Regularization for ultrasonic measurements of tissue displacement vector and strain tensor

Abstract

In this report, we present the regularization results of displacement vector measurement by the multidimensional cross-spectrum phase gradient method (MCSPGM), multidimensional autocorrelation method (MAM), and multidimensional Doppler method (MDM) without lateral modulation. In addition to the results of spatially variant regularization in displacement vector measurement using displacement variances, the results of displacement component-dependent regularization are presented. That is, according to the measurement accuracy of displacement components, the regularization is properly applied to the respective displacement components. For instance, only the regularization on the lateral displacement is effective. That is, for the lateral nonmodulation case, the accuracies and stabilities of lateral/elevational displacement measurements significantly increase. In conjunction, the convergence speed of phase matching also increases.
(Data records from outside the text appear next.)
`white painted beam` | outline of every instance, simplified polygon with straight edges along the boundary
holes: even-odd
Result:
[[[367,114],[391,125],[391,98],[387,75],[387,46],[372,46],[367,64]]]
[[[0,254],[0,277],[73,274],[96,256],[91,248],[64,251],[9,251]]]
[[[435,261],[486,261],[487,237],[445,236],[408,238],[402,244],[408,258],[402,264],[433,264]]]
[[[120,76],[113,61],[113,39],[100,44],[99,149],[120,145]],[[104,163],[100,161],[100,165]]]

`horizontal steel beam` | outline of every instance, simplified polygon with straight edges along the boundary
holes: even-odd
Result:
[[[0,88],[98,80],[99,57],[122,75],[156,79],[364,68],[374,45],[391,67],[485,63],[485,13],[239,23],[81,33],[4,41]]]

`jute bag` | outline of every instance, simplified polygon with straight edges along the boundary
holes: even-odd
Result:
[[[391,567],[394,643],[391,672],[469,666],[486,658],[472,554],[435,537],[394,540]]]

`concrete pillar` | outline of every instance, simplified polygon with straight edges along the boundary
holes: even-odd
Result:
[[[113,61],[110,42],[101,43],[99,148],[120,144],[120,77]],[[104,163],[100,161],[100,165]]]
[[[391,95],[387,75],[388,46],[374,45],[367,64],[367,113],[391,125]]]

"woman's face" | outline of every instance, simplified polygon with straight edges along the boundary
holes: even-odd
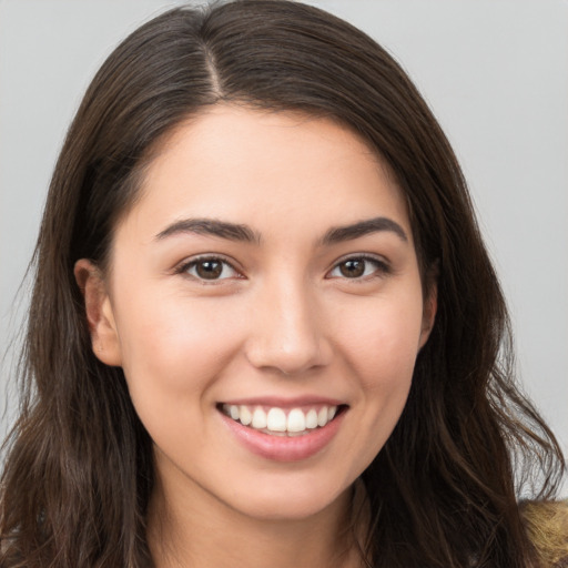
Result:
[[[170,505],[265,519],[346,495],[400,416],[435,311],[404,196],[365,143],[229,105],[154,159],[104,281],[75,272]]]

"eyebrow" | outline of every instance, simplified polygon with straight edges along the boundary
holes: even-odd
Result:
[[[408,242],[406,232],[398,223],[388,217],[374,217],[349,225],[331,227],[320,240],[320,244],[323,246],[337,244],[383,231],[395,233],[402,241],[405,243]],[[161,241],[168,236],[183,233],[211,235],[227,239],[230,241],[256,244],[260,244],[262,241],[261,234],[253,231],[248,225],[230,223],[227,221],[219,221],[215,219],[182,219],[180,221],[175,221],[158,233],[155,239],[156,241]]]
[[[402,241],[408,242],[406,232],[396,221],[388,217],[374,217],[351,225],[332,227],[325,233],[321,243],[323,245],[336,244],[383,231],[395,233]]]
[[[182,219],[158,233],[155,239],[161,241],[162,239],[180,233],[219,236],[221,239],[242,241],[245,243],[261,242],[261,235],[247,225],[217,221],[215,219]]]

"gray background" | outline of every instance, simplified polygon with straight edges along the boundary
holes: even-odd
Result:
[[[178,2],[181,3],[181,2]],[[516,329],[526,390],[568,450],[568,2],[321,0],[383,43],[422,90],[462,161]],[[175,2],[0,2],[0,349],[51,170],[94,71]],[[467,260],[466,260],[467,261]],[[13,349],[2,364],[6,394]],[[12,389],[13,390],[13,389]],[[566,491],[565,491],[566,493]]]

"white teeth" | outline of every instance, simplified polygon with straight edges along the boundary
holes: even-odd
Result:
[[[235,406],[234,404],[229,407],[229,412],[231,413],[231,418],[233,418],[233,420],[237,420],[239,416],[241,416],[239,413],[239,406]]]
[[[266,417],[266,427],[272,432],[286,432],[286,413],[282,408],[271,408]]]
[[[244,424],[244,426],[248,426],[248,424],[253,422],[253,415],[246,406],[239,407],[239,419],[241,420],[241,424]]]
[[[303,432],[306,429],[306,417],[300,408],[290,410],[286,429],[288,432]]]
[[[306,414],[306,428],[317,428],[317,413],[314,408]]]
[[[274,435],[283,435],[283,433],[297,435],[317,427],[322,428],[337,414],[337,406],[322,406],[318,410],[310,408],[307,412],[292,408],[287,416],[283,408],[277,407],[266,413],[261,406],[252,408],[246,405],[225,404],[222,409],[224,414],[244,426],[251,426],[266,434],[274,433]]]
[[[266,413],[262,408],[255,408],[253,413],[253,423],[252,427],[262,430],[263,428],[266,428]]]

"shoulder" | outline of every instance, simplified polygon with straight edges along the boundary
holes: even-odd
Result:
[[[568,568],[568,500],[524,501],[527,534],[545,568]]]

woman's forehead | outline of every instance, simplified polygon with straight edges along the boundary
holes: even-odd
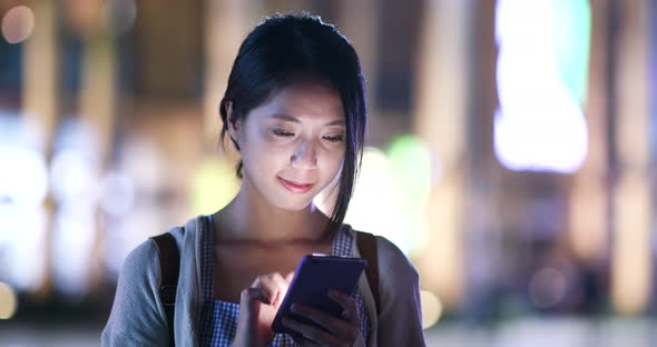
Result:
[[[282,88],[254,111],[286,121],[317,119],[344,123],[340,95],[323,83],[295,83]]]

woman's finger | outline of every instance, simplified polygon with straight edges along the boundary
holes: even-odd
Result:
[[[242,290],[239,300],[243,304],[247,304],[247,305],[255,303],[255,301],[261,301],[261,303],[269,305],[269,298],[267,297],[267,295],[263,291],[263,289],[261,287],[245,288],[244,290]]]
[[[292,305],[292,311],[297,316],[302,316],[314,321],[329,333],[340,336],[340,338],[345,341],[352,340],[359,334],[357,319],[355,323],[343,320],[318,309],[298,304]]]
[[[285,281],[285,278],[283,278],[283,276],[278,272],[272,274],[269,276],[269,278],[276,285],[277,290],[278,290],[276,300],[273,301],[272,304],[278,305],[278,304],[281,304],[281,301],[283,300],[283,297],[287,293],[287,288],[290,287],[290,285],[287,281]]]
[[[340,340],[337,337],[329,334],[327,331],[321,329],[320,327],[308,325],[305,323],[301,323],[295,319],[291,318],[283,318],[281,321],[287,328],[296,331],[302,337],[320,344],[321,346],[344,346],[345,343]]]

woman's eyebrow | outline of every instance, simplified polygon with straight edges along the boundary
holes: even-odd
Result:
[[[298,120],[298,118],[296,118],[294,116],[285,115],[285,113],[274,113],[274,115],[269,116],[269,118],[280,119],[280,120],[284,120],[284,121],[292,121],[292,122],[296,122],[296,123],[301,122],[301,120]],[[325,126],[331,127],[331,126],[344,126],[344,125],[345,125],[344,119],[335,119],[335,120],[327,122]]]
[[[269,118],[275,118],[275,119],[292,121],[292,122],[301,122],[301,120],[298,120],[296,117],[285,115],[285,113],[274,113],[274,115],[269,116]]]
The demonstrated measurements of the displacement vector distributions in experiments using inhomogeneous shear modulus agar phantoms confirm that displacement-componentdependent regularization enables better strain tensor measurement and shear modulus reconstruction from the viewpoints of accuracy and stability. The contrast-to-noise ratio (CNR) is useful to set regularization parameters properly for the displacement regularization, whereas the CNR is useless for shear modulus regularization in the sense that the accuracy of reconstruction value cannot be evaluated.